The kitten was behind the stove.

She was at first, anyway. She ran behind the refrigerator as we tried to catch her. I was in the process of moving the refrigerator when I spotted her watching me from within a stack of ancient pots and pans. I grabbed her - by the tail, first, then by one foot, and then by the whole body.

She was cold and scared. She also peed as I picked her up. I washed her off and, after chastising her briefly, attached her to my shoulder, which is one of her favorite spots.

So now she's back here. Until we've both decided to trust each other a bit more, I won't be willing to let her stay anywhere without being confined or supervised. She has spent most of this evening tucked into my shirt, sleeping. Now she has decided it is time to play, and she is clawing and chewing on all parts of my shirt. She'd also like to use the computer, but I won't let her.

She's taken quite a bit of milk, but most of it by bottle. I think we'll wait at least a week before we try to grab more kittens. Still, she could use the company. She's used to sleeping in a kitten pile, and nestling under my shirt or in the crook of my arm is a poor substitute. She will have to sleep alone in a big pet carrier tonight, but we have a fabric-covered hot water bottle in there that she can snuggle against.

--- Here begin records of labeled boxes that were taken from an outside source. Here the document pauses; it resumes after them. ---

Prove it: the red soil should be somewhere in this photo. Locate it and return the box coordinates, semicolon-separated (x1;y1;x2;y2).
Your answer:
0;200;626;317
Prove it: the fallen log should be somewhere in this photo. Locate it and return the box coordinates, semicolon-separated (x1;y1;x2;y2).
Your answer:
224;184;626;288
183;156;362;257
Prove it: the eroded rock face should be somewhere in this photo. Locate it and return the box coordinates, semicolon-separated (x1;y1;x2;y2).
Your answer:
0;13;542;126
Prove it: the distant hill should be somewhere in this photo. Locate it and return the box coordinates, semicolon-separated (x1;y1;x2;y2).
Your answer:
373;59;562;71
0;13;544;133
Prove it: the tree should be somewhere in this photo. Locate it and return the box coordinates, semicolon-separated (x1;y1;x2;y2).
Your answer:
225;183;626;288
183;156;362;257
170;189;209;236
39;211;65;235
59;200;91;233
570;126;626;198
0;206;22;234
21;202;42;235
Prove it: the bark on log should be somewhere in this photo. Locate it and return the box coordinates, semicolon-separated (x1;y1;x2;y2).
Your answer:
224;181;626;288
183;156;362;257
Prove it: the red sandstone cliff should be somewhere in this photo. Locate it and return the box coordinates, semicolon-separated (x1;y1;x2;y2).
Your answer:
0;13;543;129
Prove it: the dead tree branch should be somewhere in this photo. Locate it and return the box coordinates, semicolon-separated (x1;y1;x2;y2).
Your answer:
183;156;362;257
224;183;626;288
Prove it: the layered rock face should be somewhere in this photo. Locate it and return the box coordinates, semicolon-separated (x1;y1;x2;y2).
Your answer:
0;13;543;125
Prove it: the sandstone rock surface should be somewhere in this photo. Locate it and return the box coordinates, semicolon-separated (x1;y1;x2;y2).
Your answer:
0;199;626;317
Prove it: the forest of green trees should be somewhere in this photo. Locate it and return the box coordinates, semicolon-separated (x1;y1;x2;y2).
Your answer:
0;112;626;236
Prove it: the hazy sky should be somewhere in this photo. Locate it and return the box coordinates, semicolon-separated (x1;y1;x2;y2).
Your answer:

As for her name - at first, based on the stripes across her shoulders* on a mostly-solid back, I was going to call her "Taz", since Tasmanian Devils have similar markings. Then I remembered that my friends named their cat Taz already! So now I'm leaning towards "Bowie", in commemoration of the manner in which she entered our lives - it's a reference to the David Bowie movie "The Man Who Fell to Earth." Plus, it's gender non-specific enough that it will apply even if she turns out to be a he!

*Note: on further reflection, I realized that these were the diamond markings I had noticed earlier on one of the kittens outside. So Bowie is, in fact, Willow.

1 comment:

dee said...

Clover and Fern found places to hide in my house I didn't even know existed. Fern stopped hiding the minute I brought her back from the vet, having had 7 teeth pulled. They must have really hurt and I was her best bud after that. Clover, on the other hand, managed to crawl BEHIND the drawers next to the sink. That was a little over a year ago. Now both of them are sleeping next to me, one on either side. And that's only until I turn off the light. Then they'll both be on top of me.